What the press missed in its rush to paint Einstein as a philanderer.

On July 10th, the Hebrew University in Jerusalem made nearly 3,500 sealed pages of Albert Einstein’s personal correspondence public. Some of the more salacious content in the letters—once deemed “too private for release”—has generated a maelstrom of coverage on blogs and newspapers worldwide.

“Phys-sex Genius” wrote the headline wizards at the New York Post. Fox News posted a story by on-air personality Neil Cavuto to its website, titled, “Albert Einstein: Genius, Stud Muffin.” “E = Einstein, the galactic womanizer,” quipped The Sunday Times, UK. “Albert Einstein, sex-fiend” wrote the popular blog Boing Boing. Even a member of the extended Seed family, the ScienceBlog Pure Pedantry, included a post with the title, “Scientific Pimp.”

The press and public latched onto the letters’ scant mentions of Einstein’s infidelity like it was the last branch on a long fall. The headline-hungry were genuinely fascinated by the very idea of Einstein in lust, but why? Because they thought he was too busy reinventing physics to chase skirts?

While the aforementioned media outlets are still digesting the idea that physicists could get laid, I think I’ll use take this opportunity to say “I told you so.”

It’s true: Einstein had many affairs. And the facts of his affairs have been available for years.
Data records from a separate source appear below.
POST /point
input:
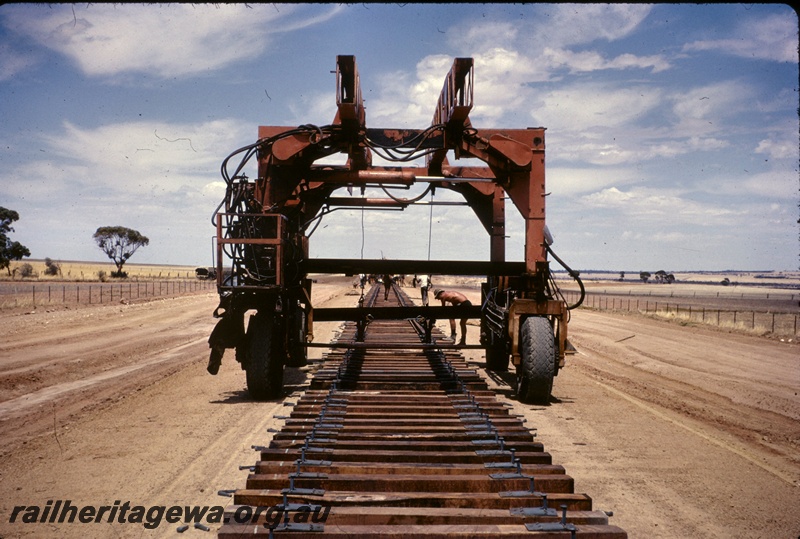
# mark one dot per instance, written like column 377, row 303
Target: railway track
column 406, row 442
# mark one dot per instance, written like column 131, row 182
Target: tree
column 119, row 244
column 9, row 250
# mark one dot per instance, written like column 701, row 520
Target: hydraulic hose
column 572, row 274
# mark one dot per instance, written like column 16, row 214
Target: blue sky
column 672, row 129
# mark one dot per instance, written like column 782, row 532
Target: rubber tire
column 264, row 365
column 537, row 347
column 497, row 358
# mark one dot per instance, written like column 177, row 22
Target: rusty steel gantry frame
column 262, row 229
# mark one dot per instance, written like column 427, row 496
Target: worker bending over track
column 457, row 299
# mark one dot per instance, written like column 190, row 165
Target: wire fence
column 761, row 321
column 31, row 294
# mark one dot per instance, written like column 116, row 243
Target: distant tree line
column 117, row 242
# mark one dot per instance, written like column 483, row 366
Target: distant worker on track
column 457, row 299
column 424, row 285
column 387, row 286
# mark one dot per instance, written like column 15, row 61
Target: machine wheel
column 264, row 365
column 538, row 350
column 497, row 358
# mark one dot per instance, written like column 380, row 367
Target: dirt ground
column 681, row 431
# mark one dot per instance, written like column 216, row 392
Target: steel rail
column 411, row 443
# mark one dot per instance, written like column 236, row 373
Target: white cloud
column 661, row 206
column 574, row 24
column 707, row 109
column 580, row 107
column 587, row 61
column 13, row 61
column 778, row 149
column 568, row 181
column 771, row 38
column 106, row 40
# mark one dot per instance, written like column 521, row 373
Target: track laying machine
column 263, row 228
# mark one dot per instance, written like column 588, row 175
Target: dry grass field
column 89, row 271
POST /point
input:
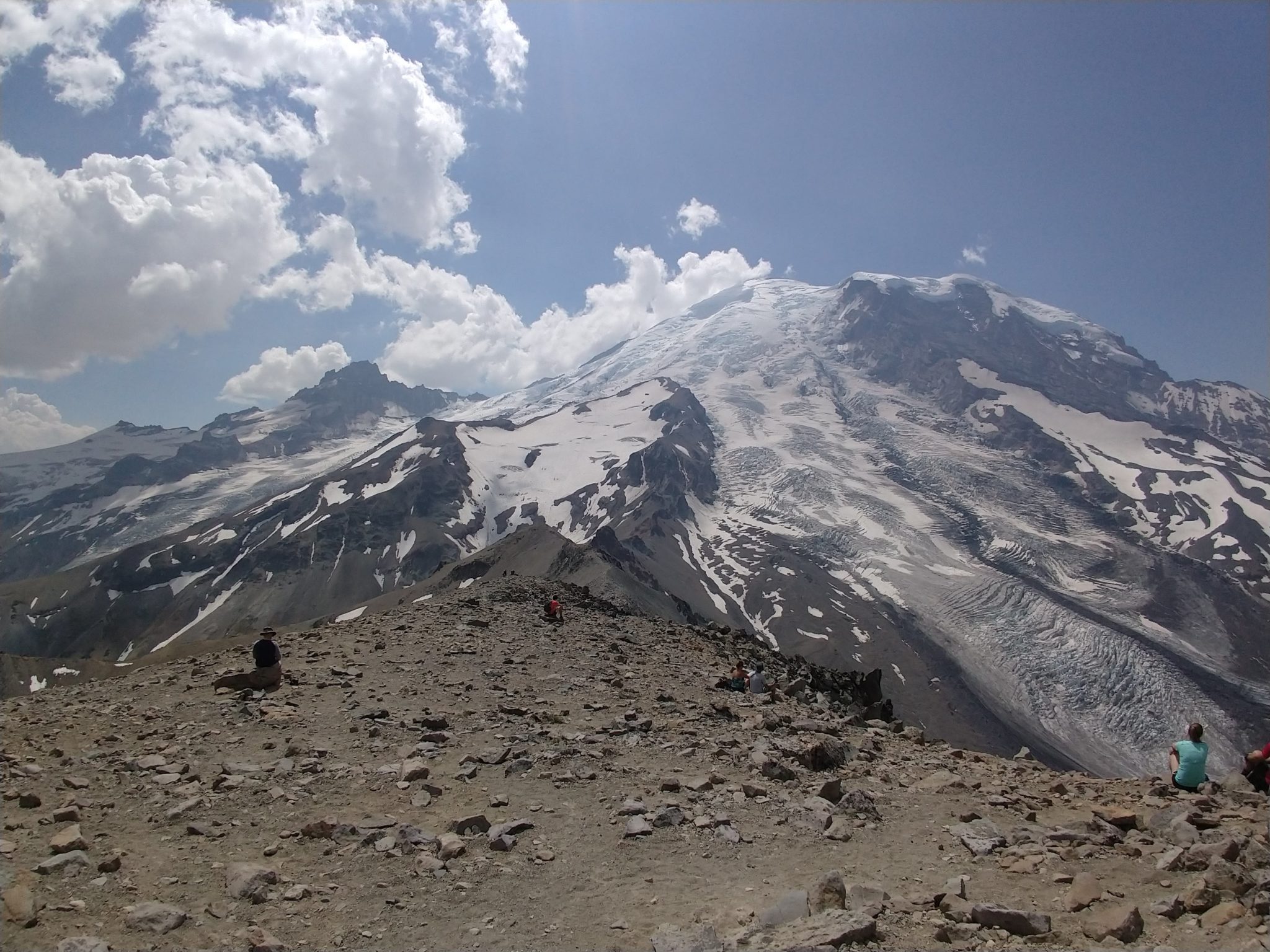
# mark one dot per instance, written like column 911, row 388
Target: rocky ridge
column 461, row 775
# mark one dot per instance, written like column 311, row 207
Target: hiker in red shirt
column 1255, row 767
column 554, row 611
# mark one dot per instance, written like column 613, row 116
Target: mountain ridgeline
column 1024, row 523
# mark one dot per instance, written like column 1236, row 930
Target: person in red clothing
column 553, row 610
column 1255, row 769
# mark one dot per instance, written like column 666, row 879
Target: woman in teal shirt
column 1188, row 759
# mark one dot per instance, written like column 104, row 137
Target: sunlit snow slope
column 1010, row 526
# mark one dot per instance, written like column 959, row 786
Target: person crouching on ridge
column 269, row 668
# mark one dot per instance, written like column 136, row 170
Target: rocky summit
column 459, row 774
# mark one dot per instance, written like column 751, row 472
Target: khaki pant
column 255, row 681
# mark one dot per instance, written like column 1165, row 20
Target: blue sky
column 1109, row 159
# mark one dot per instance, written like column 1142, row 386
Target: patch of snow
column 202, row 614
column 406, row 545
column 186, row 579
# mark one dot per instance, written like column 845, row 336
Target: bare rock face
column 1119, row 922
column 155, row 917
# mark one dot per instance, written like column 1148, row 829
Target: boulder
column 1083, row 891
column 830, row 791
column 981, row 837
column 477, row 823
column 825, row 753
column 259, row 940
column 414, row 770
column 668, row 816
column 860, row 805
column 1199, row 897
column 840, row 829
column 1170, row 908
column 68, row 839
column 450, row 844
column 83, row 943
column 249, row 881
column 957, row 932
column 155, row 917
column 827, row 892
column 790, row 907
column 1118, row 922
column 868, row 897
column 1221, row 914
column 1016, row 922
column 69, row 863
column 1118, row 816
column 835, row 928
column 939, row 781
column 1227, row 878
column 19, row 906
column 637, row 827
column 699, row 937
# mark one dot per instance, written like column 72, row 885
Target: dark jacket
column 266, row 654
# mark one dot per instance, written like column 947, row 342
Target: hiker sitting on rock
column 757, row 681
column 553, row 610
column 1256, row 765
column 269, row 668
column 1188, row 759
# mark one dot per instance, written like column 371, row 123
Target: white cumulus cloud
column 30, row 423
column 696, row 218
column 117, row 255
column 974, row 254
column 78, row 70
column 461, row 335
column 280, row 372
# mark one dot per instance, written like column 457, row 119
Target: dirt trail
column 644, row 806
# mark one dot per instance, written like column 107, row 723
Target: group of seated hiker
column 1188, row 763
column 746, row 681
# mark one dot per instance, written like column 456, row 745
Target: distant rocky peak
column 363, row 386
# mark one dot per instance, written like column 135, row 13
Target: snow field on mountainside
column 1126, row 454
column 574, row 447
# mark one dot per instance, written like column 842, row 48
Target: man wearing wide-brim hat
column 269, row 667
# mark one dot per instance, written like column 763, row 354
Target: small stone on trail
column 637, row 827
column 1016, row 922
column 1121, row 922
column 155, row 917
column 249, row 881
column 68, row 839
column 1083, row 891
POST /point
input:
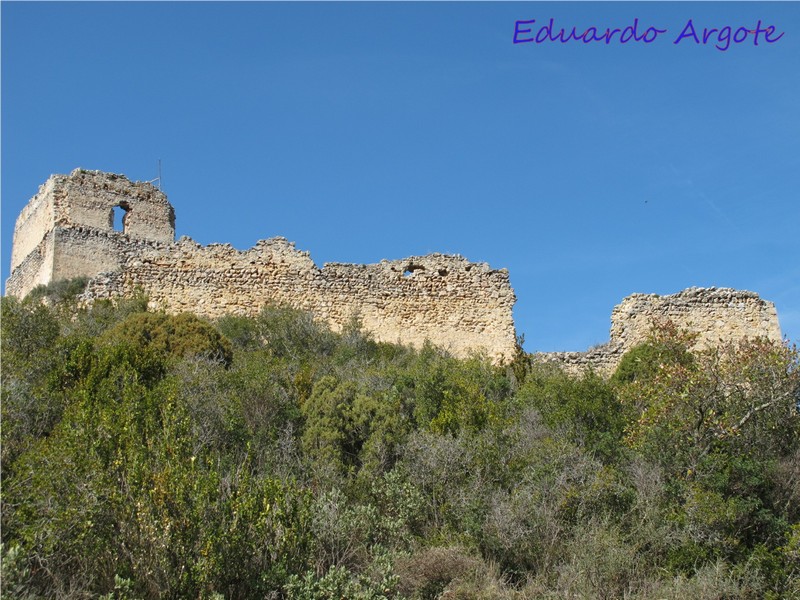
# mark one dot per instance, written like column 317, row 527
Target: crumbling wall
column 67, row 230
column 44, row 247
column 715, row 315
column 458, row 305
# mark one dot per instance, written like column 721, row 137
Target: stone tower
column 67, row 229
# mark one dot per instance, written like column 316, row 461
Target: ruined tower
column 67, row 229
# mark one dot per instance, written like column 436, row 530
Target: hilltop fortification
column 715, row 315
column 67, row 230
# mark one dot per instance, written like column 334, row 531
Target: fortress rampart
column 715, row 315
column 67, row 230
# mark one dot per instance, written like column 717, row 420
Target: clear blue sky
column 364, row 131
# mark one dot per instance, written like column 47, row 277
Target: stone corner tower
column 67, row 229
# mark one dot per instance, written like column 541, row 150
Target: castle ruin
column 67, row 230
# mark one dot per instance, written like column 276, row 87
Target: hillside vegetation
column 155, row 456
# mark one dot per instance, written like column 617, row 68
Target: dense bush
column 149, row 456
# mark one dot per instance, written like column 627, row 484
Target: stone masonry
column 67, row 231
column 715, row 315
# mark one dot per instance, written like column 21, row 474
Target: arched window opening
column 119, row 214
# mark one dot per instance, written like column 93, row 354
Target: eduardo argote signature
column 722, row 38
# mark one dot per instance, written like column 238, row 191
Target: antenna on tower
column 158, row 179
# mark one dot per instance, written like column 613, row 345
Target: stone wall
column 83, row 200
column 456, row 304
column 716, row 315
column 67, row 230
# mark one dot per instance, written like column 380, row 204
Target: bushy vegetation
column 155, row 456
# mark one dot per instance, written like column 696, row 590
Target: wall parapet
column 714, row 315
column 456, row 304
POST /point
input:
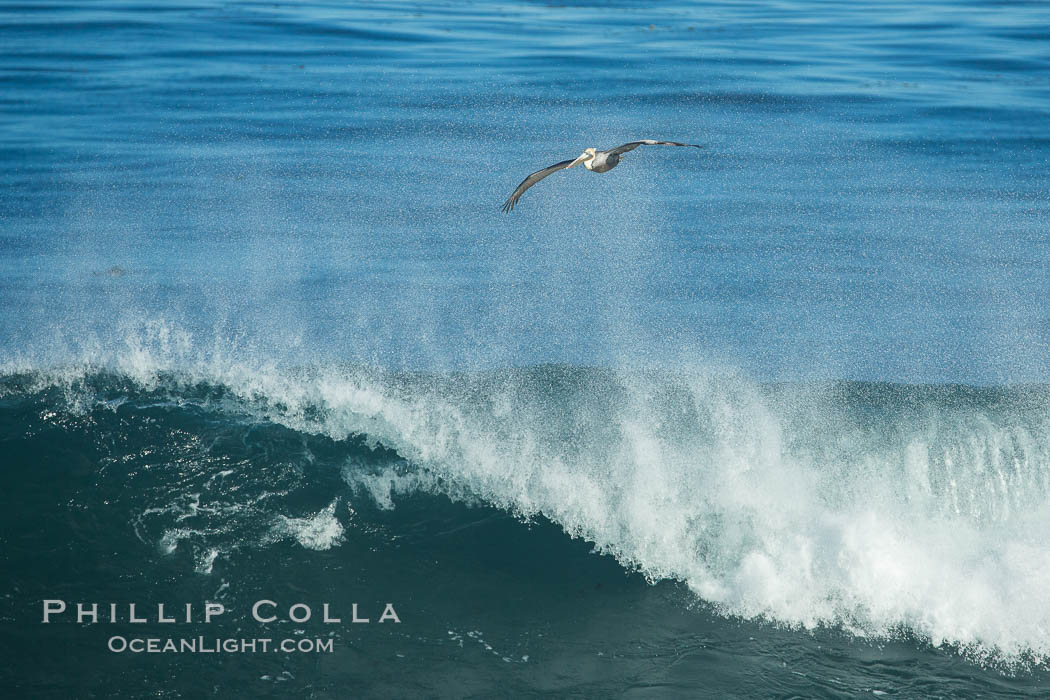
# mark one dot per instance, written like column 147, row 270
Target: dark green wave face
column 569, row 529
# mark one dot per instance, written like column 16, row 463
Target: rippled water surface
column 264, row 332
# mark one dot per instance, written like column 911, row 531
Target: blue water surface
column 321, row 181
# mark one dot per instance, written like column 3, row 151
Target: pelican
column 593, row 160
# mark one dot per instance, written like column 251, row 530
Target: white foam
column 320, row 531
column 786, row 508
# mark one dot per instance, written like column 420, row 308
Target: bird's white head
column 584, row 157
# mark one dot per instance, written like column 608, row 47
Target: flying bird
column 593, row 160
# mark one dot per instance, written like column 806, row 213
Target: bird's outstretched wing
column 647, row 142
column 530, row 181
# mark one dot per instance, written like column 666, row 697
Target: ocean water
column 768, row 419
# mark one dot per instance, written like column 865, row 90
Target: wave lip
column 881, row 509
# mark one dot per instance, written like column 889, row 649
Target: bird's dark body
column 592, row 158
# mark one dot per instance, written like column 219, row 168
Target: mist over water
column 264, row 330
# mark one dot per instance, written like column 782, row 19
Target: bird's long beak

Indeed, several of his biographers have made light of the fact that Einstein was renowned in his day for his relations amoureuses.

As a younger man, acquaintances described Einstein as “heavily muscled,” having dark, foreign “sun-bright eyes” with a “sensuous” and “fleshy mouth.” A female friend remarked that, “He had the kind of male beauty that, especially at the beginning of the century, caused such a havoc.”  Another friend said he had an effect on women, “as a magnet does on iron filings.”

When Einstein’s first marriage officially dissolved due to “infidelity,” he spent some time deciding whether to shack up with his 42-year-old cousin, Elsa, or her 20-year-old daughter, Ilse. (Such multi-generational dalliances were less frowned-upon back then.) Sensibly, five months after his divorce he married the elder relative, actually disobeying a Swiss court ruling to wait two years.

Not that the marriage changed his ways. As his biographers have noted, the newlywed Einstein quickly succumbed completely to his “weakness for pretty women.”

He was candid with his second wife and family about his many relations: Socialite Toni Mendel would ferry Einstein around in her limousine and openly accompany him to concerts and the theater. Einstein often took another of his girlfriends, Margarete Lenbach, sailing at his country house. After WWII, Einstein carried on an affair with the beautiful Soviet spy Margarita Konenkova, whose husband sculpted a bust of him that now resides in the Institute for Advanced Study in Princeton, NJ.

Each of these women is mentioned in the newly released letters, but what Einstein’s words provide is little more than confirmation of known facts, and perhaps some insight into the mechanism behind his promiscuity.

“What is also interesting in this case is how often, from his first infatuation as a high school boy, it was he who called a halt to the affair, often saying that it did no good to her or him,” writes noted Einstein scholar Gerald Holton, a professor of physics and history at Harvard University.

The letters also reveal a tender side of Einstein absent from some accounts of his life, and it’s these heartfelt moments, which will likely pervade newer Einstein biographies. The letters portray the physicist for the first time as a devoted family man, deeply concerned with the well being of his son and stepdaughter. In one missive, he is even willing to accept responsibility for a child he had out of wedlock when, in his day, such admissions were quite uncommon. As Holton notes, “This was a test of moral behavior which not everyone in his position might have passed.”

The correspondence provides evidence that Einstein would have rather had quiet time spent playing his violin than entertaining an endless parade of well-wishers. The letters also reveal such mundane details as Einstein’s dislike for socks and toothbrushes. In one letter he even comments on his annoyance with his own theory of relativity.

It’s these less-illicit bits that papers in places like India and China glommed onto. “Albert Einstein never wore socks!” read the headline in India’s Hindustan Times. After running a Reuters story on July 10th with the title “New letters reveal mysteries of Einstein’s love life,” China Daily, the main English-language newspaper in China, re-reported the story two days later under the headline, “Newly-released letters provide clues about relative truth of Einstein.”

If there’s a moral in the world’s coverage of this new Einstein story, perhaps it’s that the press reflects the populace it serves. [Ed. note: Out of dozens of articles in the western press, we found only two (from NPR and The Boston Globe) that didn’t lead with a reference to Einstein’s sex life.]

While many Western outlets focused on the few tawdry details of a science icon, the supposed greatest threats to its scientific legacy focused on the larger issue of the man and his work. So, not only do these cultures presumablycare more about the science, they also apparently care more about sincerity in science reporting.